The researchers can’t yet point to a neat list of “the drought genes.” But they have clues about what kinds of traits might be involved.

Anstett said the changes seem to correlate with differences in stomata – tiny pores on leaves that open and close to control water loss and carbon uptake – as well as how the plant handles carbon during photosynthesis. 

Those are exactly the kinds of traits you’d expect drought to pressure. If a plant can limit water loss without starving itself of carbon, it has a better shot.

Still, the study is careful here. The team sees signals, but the precise genes that control these traits remain unknown.

“That’s a starting point for further research. Identifying the genes involved in this evolution would help us understand what traits allow populations to survive these extended drought periods,” Anstett said. 

“There also isn’t a final verdict on whether the genetic adaptation that occurred during the drought helps in the long-term. We’re still working on that.”

That last point is important. A traitù that helps in a drought might come with tradeoffs when conditions change. Evolution can solve one problem and accidentally create another. The study doesn’t pretend those risks are settled.

Implications for conservation planning

The team’s “crystal ball” claim is what could make this work especially useful. If genetic variation measured before an extreme event can predict which populations will bounce back years later, that’s potentially powerful for conservation planning. 

It suggests scientists might be able to scan at-risk species, identify populations with better adaptive potential, and prioritize those for protection – or use them as sources for restoration.

“This is one species, but it’s a really good indicator for drought adaptation,” Anstett said.

“Conservation is a complicated calculus, and this gives greater information to decisionmakers that can be integrated with other types of knowledge – it’s another arrow in our quiver to try to conserve species.”

It’s not a promise that evolution will always rescue species.
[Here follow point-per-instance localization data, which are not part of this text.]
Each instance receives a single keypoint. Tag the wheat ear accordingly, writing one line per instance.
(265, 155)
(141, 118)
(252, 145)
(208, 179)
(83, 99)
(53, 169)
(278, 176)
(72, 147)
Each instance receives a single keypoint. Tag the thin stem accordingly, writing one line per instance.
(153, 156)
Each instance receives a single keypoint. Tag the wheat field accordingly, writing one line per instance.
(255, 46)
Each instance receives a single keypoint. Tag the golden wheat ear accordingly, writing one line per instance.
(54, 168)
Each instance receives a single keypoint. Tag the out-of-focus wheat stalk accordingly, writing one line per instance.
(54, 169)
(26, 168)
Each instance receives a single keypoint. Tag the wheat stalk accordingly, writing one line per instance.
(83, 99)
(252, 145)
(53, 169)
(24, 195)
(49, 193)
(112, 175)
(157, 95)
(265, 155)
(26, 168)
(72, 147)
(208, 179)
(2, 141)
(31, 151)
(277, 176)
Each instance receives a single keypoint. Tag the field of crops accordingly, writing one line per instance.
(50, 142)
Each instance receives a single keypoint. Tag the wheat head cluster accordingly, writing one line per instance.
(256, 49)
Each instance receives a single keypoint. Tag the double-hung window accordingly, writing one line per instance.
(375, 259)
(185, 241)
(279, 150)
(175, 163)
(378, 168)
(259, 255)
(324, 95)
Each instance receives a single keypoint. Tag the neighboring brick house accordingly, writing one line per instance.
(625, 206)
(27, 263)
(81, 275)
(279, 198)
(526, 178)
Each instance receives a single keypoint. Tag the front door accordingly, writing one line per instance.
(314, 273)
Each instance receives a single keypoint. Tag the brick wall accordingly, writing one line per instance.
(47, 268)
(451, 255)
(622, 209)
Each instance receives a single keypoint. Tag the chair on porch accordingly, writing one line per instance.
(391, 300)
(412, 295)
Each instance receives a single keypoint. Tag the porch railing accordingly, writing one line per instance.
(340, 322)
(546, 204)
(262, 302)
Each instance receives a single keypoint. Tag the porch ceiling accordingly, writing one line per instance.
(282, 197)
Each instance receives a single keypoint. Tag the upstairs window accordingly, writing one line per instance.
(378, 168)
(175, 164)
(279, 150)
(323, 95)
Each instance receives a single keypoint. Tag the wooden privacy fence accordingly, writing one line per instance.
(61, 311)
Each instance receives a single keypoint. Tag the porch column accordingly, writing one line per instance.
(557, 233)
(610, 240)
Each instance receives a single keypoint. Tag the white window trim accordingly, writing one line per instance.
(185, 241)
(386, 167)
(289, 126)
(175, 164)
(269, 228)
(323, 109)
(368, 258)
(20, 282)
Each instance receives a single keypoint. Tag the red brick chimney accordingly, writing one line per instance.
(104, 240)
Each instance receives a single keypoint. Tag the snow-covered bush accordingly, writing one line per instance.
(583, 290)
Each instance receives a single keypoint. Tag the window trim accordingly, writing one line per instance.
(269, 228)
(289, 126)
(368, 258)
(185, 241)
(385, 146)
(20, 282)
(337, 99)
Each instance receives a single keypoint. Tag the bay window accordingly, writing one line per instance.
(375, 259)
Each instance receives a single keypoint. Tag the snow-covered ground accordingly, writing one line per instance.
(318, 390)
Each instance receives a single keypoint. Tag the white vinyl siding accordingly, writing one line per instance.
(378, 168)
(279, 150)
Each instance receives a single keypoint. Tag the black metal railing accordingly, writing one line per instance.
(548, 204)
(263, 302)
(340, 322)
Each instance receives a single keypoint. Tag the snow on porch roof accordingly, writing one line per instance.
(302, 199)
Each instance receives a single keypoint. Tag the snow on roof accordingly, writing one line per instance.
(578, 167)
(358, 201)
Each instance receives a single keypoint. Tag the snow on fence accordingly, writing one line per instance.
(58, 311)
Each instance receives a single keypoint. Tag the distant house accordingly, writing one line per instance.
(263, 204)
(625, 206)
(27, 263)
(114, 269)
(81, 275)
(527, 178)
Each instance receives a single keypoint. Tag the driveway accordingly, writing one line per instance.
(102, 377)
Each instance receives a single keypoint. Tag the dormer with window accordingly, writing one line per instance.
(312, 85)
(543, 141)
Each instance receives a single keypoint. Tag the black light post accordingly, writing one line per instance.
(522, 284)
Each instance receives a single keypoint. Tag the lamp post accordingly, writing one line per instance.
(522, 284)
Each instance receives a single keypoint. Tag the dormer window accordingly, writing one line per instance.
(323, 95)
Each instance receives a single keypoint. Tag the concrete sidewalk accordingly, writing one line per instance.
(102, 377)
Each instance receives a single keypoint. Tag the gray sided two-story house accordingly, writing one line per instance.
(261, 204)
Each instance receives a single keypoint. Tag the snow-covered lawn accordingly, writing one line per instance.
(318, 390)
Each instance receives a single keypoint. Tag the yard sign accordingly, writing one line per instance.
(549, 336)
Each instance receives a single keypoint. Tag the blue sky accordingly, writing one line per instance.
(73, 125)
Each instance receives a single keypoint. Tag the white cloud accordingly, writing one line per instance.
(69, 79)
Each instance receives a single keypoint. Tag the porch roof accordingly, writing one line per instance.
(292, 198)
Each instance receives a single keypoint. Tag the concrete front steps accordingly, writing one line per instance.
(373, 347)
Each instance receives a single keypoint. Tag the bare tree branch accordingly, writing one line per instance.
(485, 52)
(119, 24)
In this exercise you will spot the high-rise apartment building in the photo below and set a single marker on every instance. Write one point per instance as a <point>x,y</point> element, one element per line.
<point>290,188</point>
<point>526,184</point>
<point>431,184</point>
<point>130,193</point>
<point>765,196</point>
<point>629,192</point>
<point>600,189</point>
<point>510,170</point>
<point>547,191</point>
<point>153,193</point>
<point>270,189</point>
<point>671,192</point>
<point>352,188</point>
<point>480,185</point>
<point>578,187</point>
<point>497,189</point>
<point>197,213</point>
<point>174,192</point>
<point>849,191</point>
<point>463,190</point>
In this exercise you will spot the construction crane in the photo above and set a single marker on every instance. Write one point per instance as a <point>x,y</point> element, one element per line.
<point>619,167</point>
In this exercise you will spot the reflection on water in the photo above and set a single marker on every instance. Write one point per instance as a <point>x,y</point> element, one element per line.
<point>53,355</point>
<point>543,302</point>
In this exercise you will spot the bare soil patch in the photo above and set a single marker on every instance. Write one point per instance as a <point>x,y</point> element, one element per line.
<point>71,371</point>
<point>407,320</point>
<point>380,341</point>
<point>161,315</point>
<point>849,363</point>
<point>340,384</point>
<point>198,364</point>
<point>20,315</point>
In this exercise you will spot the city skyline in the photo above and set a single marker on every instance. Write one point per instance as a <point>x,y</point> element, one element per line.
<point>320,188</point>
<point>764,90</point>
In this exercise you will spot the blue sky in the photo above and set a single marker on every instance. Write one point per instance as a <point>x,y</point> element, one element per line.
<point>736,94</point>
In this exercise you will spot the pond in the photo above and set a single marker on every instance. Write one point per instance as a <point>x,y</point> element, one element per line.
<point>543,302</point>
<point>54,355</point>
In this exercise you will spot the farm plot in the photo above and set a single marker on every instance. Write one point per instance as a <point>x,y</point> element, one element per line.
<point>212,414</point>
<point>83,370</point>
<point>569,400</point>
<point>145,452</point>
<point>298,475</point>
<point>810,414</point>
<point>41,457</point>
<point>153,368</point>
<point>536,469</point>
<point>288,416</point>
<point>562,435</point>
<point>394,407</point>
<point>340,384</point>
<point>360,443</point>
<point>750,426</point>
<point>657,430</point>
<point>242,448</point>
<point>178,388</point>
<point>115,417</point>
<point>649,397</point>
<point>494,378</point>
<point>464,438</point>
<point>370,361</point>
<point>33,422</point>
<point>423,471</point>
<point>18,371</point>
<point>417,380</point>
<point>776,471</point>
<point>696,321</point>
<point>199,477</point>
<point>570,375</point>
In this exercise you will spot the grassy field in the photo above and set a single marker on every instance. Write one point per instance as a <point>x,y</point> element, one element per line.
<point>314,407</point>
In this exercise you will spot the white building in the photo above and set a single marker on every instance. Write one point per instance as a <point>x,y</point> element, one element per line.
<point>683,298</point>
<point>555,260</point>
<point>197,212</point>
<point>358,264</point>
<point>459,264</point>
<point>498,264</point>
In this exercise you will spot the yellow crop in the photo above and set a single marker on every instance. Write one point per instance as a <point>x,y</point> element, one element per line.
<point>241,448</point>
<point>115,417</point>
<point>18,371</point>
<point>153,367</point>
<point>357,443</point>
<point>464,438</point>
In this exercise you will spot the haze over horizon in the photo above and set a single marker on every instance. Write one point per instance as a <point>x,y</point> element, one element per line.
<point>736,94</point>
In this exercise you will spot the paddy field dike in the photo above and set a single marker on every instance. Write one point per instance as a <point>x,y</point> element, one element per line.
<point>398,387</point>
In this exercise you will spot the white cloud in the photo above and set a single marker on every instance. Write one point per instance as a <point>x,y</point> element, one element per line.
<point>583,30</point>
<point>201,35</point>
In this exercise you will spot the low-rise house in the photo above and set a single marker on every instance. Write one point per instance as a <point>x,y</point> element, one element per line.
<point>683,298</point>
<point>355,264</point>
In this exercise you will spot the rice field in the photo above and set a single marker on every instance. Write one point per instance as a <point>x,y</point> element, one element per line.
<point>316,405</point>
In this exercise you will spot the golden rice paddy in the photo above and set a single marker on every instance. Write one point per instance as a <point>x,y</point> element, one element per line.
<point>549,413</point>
Plenty of populations in this study still declined or disappeared.

But the research does suggest that, for some organisms, genetic tools might help us see resilience coming before it becomes obvious on the ground.

The work continues

Anstett’s lab is now using monkeyflower seeds from 2017 to 2025 to figure out what happened after recovery and whether recent evolution changes how populations will respond to future climate events. 

That’s the next question: not only “did they survive,” but “what did survival cost,” and “does it make them stronger or more fragile for the next shock?”

For Anstett, the project has also been personally huge – a long, messy, creative stretch of research that pulled him deeper into genomics.

“It’s a highly creative process ultimately, which is not something you’d expect, but you’re always finding new ways to handle the data,” he said. 

“This study also just became such a big part of a lot of people’s lives  – my wife is second author, so we collaborated on this, and we all worked through the pandemic. A lot of lives were intertwined with this research.”

The drought was extreme. The losses were real. But the study’s core message is surprisingly hopeful.

Sometimes, evolution moves fast enough to matter on the timescale of climate change – and if we learn how to spot that potential early, we might get better at choosing what, and where, to save.

The study is published in the journal Science.